Los mismos que reclaman elecciones en la Comunidad Valenciana, como es el caso de Compromís, siguen apoyando con sus votos a Pedro Sánchez y lejos de pedir un adelanto electoral a nivel nacional, tras los casos de corrupción que están siendo investigados, que no solo afectan al entorno familiar del presidente del Gobierno, sino también al PSOE, con una presunta financiación irregular, la misma que hizo caer al PP; continúan calentando la calle, después de que Carlos Mazón haya presentado su dimisión. Ya no es el político lo que importa sino la persona. Ahora se ponen la toga para pedir prisión para el presidente de la Generalitat, que todavía no ha sido imputado. Y si lo fuera- cuando ya no esté aforado y siempre por decisión judicial, no la calle ni los partidos políticos- sino cuando lo decida el juez, respetando todas las garantías procesales, entre ellas, la presunción de inocencia. La izquierda ya lo ha condenado antes de ser juzgado. La pena del telediario que utilizan para cargarse a los rivales políticos. Así ocurrió con Francisco Camps, finalmente absuelto en todos los procesos a los que fue sometido tras un calvario judicial de más de diez años. Nadie le ha pedido perdón después, ni siquiera aquellos que acudían a Les Corts con camisetas reivindicativas con su cara como si fuera un criminal. La política debería ser otra cosa: pacto, diálogo, consenso.
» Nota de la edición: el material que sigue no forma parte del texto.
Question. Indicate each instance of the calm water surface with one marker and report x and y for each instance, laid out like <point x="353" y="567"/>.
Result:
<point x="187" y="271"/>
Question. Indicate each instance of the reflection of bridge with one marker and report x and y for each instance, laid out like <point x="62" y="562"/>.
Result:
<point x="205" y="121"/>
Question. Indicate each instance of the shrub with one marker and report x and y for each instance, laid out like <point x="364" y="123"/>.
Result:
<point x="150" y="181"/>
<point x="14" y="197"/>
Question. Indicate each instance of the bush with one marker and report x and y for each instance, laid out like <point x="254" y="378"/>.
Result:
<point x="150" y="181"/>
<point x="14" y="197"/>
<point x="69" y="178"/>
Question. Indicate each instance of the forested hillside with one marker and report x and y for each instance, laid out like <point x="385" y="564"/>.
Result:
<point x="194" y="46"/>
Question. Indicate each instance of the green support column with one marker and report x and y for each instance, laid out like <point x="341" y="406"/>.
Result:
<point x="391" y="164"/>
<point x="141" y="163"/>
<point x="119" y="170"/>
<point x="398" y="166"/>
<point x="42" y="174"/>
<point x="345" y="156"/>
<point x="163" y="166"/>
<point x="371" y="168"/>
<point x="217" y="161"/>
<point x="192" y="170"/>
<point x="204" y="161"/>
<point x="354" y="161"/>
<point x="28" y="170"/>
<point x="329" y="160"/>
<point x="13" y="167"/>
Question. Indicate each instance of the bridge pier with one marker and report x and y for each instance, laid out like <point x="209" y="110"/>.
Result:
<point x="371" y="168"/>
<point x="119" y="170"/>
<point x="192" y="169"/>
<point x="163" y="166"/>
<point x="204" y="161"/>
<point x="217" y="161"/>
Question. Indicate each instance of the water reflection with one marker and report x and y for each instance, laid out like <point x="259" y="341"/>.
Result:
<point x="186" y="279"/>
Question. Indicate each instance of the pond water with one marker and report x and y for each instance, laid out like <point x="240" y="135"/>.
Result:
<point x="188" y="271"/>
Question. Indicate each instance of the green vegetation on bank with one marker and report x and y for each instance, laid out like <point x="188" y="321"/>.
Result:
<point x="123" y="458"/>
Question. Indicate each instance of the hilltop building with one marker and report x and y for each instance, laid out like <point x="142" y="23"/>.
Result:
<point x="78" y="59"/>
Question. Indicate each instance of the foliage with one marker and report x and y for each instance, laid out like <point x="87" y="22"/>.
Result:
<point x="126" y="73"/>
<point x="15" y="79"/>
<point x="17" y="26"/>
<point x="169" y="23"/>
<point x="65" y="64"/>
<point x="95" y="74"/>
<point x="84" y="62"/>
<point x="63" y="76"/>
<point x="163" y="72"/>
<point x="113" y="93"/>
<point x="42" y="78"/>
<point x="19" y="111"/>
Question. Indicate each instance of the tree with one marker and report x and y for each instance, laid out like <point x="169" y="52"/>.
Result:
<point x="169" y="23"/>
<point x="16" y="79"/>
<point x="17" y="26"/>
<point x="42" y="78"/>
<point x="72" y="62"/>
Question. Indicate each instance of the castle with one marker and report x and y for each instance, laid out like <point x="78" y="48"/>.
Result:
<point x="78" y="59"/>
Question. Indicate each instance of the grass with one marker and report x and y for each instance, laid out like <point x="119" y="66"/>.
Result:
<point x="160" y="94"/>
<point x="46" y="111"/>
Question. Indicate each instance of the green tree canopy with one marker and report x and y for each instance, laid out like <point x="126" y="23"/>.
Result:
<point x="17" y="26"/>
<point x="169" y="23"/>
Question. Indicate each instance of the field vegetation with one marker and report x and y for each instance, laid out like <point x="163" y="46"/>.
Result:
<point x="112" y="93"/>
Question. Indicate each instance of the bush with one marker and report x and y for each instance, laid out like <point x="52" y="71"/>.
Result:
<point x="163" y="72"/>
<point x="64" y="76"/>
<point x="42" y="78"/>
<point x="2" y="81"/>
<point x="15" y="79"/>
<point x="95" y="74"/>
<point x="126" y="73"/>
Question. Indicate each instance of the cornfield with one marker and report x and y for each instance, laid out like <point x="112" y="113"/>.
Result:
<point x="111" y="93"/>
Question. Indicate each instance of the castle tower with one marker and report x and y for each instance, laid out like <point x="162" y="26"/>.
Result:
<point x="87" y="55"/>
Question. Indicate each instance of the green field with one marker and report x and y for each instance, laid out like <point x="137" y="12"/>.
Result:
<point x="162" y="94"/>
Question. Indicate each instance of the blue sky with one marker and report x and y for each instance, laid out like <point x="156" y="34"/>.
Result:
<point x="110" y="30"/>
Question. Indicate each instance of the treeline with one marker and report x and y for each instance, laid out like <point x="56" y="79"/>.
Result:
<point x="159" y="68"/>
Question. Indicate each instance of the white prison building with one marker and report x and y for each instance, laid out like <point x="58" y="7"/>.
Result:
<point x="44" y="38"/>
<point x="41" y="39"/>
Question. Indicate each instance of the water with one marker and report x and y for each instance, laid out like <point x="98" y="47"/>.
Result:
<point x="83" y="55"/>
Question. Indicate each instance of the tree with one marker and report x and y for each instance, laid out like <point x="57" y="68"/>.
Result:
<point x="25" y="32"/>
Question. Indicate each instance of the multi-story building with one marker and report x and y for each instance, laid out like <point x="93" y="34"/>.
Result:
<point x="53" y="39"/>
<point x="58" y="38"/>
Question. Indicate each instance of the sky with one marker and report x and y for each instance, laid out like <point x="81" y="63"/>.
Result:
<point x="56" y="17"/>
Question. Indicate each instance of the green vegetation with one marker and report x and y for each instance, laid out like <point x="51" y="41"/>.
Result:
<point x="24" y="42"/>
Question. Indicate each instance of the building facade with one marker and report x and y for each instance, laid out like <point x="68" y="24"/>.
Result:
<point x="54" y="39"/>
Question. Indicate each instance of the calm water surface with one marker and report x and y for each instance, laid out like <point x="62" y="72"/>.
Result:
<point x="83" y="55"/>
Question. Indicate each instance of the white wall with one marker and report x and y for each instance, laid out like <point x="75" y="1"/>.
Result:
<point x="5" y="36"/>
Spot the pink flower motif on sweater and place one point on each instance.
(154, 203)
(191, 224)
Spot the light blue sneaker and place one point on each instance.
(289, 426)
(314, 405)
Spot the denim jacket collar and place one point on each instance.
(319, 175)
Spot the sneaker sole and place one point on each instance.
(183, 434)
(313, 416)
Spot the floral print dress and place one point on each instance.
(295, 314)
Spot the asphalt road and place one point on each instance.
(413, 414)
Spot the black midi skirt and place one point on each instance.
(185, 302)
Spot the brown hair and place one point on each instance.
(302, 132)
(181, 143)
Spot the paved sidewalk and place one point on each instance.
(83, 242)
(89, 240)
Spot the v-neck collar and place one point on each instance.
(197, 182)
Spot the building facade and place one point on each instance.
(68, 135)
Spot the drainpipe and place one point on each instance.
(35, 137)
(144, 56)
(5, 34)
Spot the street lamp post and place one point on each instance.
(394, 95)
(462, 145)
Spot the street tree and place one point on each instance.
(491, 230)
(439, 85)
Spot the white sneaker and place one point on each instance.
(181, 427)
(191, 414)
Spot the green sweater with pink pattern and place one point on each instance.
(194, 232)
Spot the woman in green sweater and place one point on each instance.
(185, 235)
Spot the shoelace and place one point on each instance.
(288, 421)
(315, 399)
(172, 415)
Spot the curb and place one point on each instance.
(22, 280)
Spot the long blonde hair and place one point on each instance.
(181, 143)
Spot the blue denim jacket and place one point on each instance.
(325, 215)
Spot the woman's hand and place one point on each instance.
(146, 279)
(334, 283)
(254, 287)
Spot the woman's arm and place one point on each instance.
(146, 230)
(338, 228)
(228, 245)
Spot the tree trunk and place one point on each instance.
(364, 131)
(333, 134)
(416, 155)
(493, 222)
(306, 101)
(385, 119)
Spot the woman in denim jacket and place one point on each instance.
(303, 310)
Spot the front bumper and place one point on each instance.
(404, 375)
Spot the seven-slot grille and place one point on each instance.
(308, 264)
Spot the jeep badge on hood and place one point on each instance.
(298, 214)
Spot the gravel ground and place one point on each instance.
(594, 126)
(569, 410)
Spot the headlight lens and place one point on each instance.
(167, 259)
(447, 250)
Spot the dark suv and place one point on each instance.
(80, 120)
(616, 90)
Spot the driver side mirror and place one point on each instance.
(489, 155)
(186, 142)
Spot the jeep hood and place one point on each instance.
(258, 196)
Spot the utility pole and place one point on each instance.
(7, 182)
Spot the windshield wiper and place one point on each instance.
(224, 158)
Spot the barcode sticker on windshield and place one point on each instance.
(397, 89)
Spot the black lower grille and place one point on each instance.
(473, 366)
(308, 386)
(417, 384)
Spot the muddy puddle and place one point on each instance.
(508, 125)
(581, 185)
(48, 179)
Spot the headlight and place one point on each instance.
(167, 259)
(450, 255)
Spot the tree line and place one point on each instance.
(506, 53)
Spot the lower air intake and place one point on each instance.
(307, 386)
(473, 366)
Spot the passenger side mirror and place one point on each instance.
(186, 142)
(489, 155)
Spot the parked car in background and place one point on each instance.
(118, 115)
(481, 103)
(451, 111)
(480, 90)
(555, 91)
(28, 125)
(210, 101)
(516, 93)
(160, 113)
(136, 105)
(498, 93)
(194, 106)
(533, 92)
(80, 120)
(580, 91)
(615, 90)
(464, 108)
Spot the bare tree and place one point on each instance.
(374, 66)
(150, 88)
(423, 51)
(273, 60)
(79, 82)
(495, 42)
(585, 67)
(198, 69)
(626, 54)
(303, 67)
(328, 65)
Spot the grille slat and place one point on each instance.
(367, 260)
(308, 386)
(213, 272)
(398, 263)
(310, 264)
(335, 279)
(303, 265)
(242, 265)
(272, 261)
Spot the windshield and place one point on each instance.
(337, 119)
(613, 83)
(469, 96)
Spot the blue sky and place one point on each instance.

Leía el otro día una entrevista que el periódico El País hacía al presidente del Gobierno, Pedro Sánchez, en la que afirmaba que el fiscal general del Estado es inocente, cargándose uno de los pilares fundamentales del estado de Derecho como es la separación de poderes. Si es culpable o inocente lo decidirán los magistrados del Tribunal Supremo que son quienes lo están juzgando. Hasta hace no tanto, se respetaban las resoluciones judiciales y se acataban, fuera cual fuera el veredicto. Ahora, cuando una decisión no gusta, se acusa a los jueces de “lawfare”.
Algunos políticos, como he leído en el periódico Levante-EMV, han llegado a calificar al actual Consell de “il.legítim”. Si nos saltamos las normas más elementales de la democracia, que consisten en respetar el resultado de las urnas,permitiendo gobernar a quien ha ganado las elecciones o consigue formar una mayoría parlamentaria que lo respalde, mal vamos.
A diferencia de lo que ocurre en el Congreso de los Diputados, donde Sánchez, además de no contar con una mayoría parlamentaria sólida, no va a conseguir sacar adelante los PGE, que son la norma más importante de un Gobierno. El Gobierno de la Generalitat es un gobierno legítimo, democráticamente elegido por los ciudadanos, igual de legítimo que el Gobierno de Pedro Sánchez.
La izquierda valenciana no ha asumido que perdió las elecciones en mayo de 2023 y que todavía quedan dos años de curso político. El Estatut es claro: Mazón, como presidente en funciones, no puede convocar elecciones. Le corresponde al partido más votado, que ha sido el PP, proponer a un candidato, y si alcanza mayoría en Les Corts, será investido presidente de la Generalitat. Si no fuera posible, se convocarán elecciones automáticamente. Así funciona la democracia.